A wounded Army officer says the Department of Veterans Affairs (“VA”) won’t pay for a feeding tube liquid he needs in order to eat.

Army Major Dennis “DJ” Skelton penned an open letter to the VA published yesterday by Foreign Policy. Skelton’s letter humorously outlines the taxing series of events and bureaucratic mishaps that have left him more or less unable to eat solid food. He wrote:

On Saturday you had me go to the emergency room at my local hospital to place a feeding tube in my stomach because, with my shot-up palate deteriorating, it is getting dangerous again for me to eat or drink through the mouth.

After that surgery, however, the VA apparently failed to notify Skelton as to when his next shipments of liquid food would arrive. At the same time, the VA also persuaded him to switch brands from Jevity to Diabetisource–both feeding liquids for use with such tubes. And then this happened:

So [Monday], six days post-surgery, I received a letter from you informing me that the brand you recommended to me, Diabetisource, is actually not covered by the VA and I need to go find and pay for my own feeding tube liquid on my own.

Adding a touch of humor, Skelton writes, “I am fully aware of the fact that one can survive for two weeks without food, but come on!” He then notes that he was recently lent a turkey baster in order to be able to eat.

Skelton’s letter goes on to note that the VA has multiple problems and issues to work through–but openly pleads for his case not to become a “teaching moment” for every single one of them.

Wounded by an RPG in Iraq, which tore into his left arm and right leg, Skelton was also shot in his left cheek–which ripped his mouth apart and came out of his right eye socket.

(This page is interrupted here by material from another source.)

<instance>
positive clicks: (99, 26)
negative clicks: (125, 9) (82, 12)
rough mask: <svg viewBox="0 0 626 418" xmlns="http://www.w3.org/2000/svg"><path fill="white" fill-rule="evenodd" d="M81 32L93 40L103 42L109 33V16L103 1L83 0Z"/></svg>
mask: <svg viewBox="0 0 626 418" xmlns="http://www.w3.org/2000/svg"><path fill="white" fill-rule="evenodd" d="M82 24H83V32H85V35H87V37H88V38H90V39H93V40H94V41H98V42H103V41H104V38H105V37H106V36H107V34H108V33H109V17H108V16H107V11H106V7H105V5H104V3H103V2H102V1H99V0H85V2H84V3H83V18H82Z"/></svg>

He now runs Paradox Sports, a nonprofit based out of Colorado which aims to help the disabled engage in recreational activity.

The open letter ends on a somewhat sardonic note:

Ironically I’m writing this on a train as I travel to West Point to help write a chapter on “resilience” for their new Psychology textbook. And now I’m giggling, which is extremely painful since I have a fresh hole in my stomach.